Hi. I often bump into the following problem, related to graphics libraries. I have worked with Matlab for more than 20 years, so I had my habits (I nearly stopped since I adopted Julia, and have been all the more happy). The way figures are built in Matlab is imperative programming style, similar to what is done in matplotlib.

I have tested several graphics backends for Julia (Plots, Plotly, Makie, Gadfly), and I have settled with Makie (Cairo mainly, GL when I have to). I am very happy with it, but it cost me a bit to be fluent with Makie’s style (Figures, Axes, etc.). I could be using every graphics backend for some time every week so as to stay alert with each of them, but it’s too much of a workload. I stick with Makie, I can make beautiful (so I find) figures, and be efficient.

When I use a package for a computation in a given field (statistics, graphs, agent modelling, etc.), there usually are functions to plot the data types from the package.
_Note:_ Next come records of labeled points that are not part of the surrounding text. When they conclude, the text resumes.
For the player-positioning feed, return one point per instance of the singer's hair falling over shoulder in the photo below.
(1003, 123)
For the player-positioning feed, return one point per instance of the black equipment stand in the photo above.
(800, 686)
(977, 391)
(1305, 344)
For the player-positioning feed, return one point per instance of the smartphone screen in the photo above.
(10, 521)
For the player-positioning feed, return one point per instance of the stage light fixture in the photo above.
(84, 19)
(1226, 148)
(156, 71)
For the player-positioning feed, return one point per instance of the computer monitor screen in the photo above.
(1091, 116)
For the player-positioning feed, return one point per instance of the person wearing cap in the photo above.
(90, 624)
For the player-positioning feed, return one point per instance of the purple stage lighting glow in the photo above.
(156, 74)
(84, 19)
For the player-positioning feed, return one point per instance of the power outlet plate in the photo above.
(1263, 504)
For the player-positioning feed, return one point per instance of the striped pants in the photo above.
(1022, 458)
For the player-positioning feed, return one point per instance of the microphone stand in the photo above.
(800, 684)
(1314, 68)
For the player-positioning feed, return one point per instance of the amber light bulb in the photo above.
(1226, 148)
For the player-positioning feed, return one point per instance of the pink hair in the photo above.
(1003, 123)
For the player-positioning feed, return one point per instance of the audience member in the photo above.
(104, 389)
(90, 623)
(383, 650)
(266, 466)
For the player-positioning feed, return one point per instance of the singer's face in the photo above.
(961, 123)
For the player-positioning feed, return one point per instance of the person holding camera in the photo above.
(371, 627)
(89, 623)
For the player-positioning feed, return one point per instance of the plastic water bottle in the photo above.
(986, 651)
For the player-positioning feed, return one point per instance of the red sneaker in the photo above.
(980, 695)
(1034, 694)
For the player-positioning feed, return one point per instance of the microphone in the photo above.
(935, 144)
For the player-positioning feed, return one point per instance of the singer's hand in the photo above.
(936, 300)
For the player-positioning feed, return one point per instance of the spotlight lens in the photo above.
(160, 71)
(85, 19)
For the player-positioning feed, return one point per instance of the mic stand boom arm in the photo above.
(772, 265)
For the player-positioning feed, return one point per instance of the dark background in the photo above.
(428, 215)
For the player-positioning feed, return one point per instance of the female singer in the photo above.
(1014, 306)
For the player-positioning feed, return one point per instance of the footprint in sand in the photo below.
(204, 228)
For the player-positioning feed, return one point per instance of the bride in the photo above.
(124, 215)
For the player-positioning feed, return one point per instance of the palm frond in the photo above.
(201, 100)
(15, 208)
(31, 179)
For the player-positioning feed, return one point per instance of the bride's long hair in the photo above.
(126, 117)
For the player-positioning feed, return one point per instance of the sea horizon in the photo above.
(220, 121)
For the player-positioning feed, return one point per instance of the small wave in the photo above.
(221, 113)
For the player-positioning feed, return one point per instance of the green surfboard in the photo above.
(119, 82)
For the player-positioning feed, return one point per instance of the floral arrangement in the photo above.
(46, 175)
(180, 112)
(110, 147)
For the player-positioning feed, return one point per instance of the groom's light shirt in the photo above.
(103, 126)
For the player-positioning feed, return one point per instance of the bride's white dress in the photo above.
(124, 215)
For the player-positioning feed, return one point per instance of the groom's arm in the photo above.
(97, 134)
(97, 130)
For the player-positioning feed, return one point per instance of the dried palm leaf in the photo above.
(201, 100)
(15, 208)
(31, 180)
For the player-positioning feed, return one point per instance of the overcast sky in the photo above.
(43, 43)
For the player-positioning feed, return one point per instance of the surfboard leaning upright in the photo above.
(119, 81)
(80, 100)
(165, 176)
And there is a preferred backend: Plots, Makie, Matplotlib, Plotly, etc. It may take me some time to properly get to display the figures of interest using a different backend than my favorite (which is a subjective choice).

I reckon it would be interesting to put any graphics related functions/code in packages extensions only. For example, it would allow to extend the use of packages for other backends through Pull Requests and extensions. And it would make packages somewhat more generic… But maybe I am too rigid with my coding habits…

An other way would be going generic in some way, for example by defining generic recipes that can be implemented for every backend.

Is this a problem shared by some of you ? Or am I the only one complaining about that ?

I believe this is the current status quo in most packages. Perhaps you need to open issues in specific packages that you are currently using?

I think everyone using software has this problem. Libraries only support what their developers implemented, and it just takes work to add capability.

If you’re talking about the Pkg feature of package extensions, then it’s not a critical factor. Extensions add methods that mix names from its trigger packages, and the naive multimethod approach to distinguishing backend packages is to dispatch on a dedicated argument type mapped to the backend packages. A name related to such a type would need to be provided by the backend package for us to access; luckily dispatching on Val{module} is a feature.

Makie doesn’t put its backends in extensions, but in dependent packages of the same repository to import by name (import statements can’t name extensions, only packages), and calling an activate! function specifically changes Makie’s choice of backend package. Plots, or rather PlotsBase, does use extensions with backend plotting packages in separate repositories, and it also uses function calls to switch backends. If a library needs to plot but can’t reuse one of these backend-selecting plotting libraries, then it would need to implement its own complicated backend system, which is probably why it’s not that common.

One solution to this problem is plot recipes, which Makie supports (see Recipes | Makie). If you write recipes for the packages you use, then you could continue to use Makie and not depend on the (Plots.jl) recipes provided by each individual package.

I think that, at least in some cases, it makes sense to put recipes in separate packages. For example, I want to use Gaston for plotting, and I want to plot types from DSP. Since DSP is not likely to accept a dependency on GastonRecipes, I put together a separate package, GastonDSP with the recipes I need. If your recipes are likely to be of use only to you and a few other people, you don’t even have to register them.

Writing your own recipes can be a bit of extra work, but if you only need to plot a few types, it should not be too cumbersome.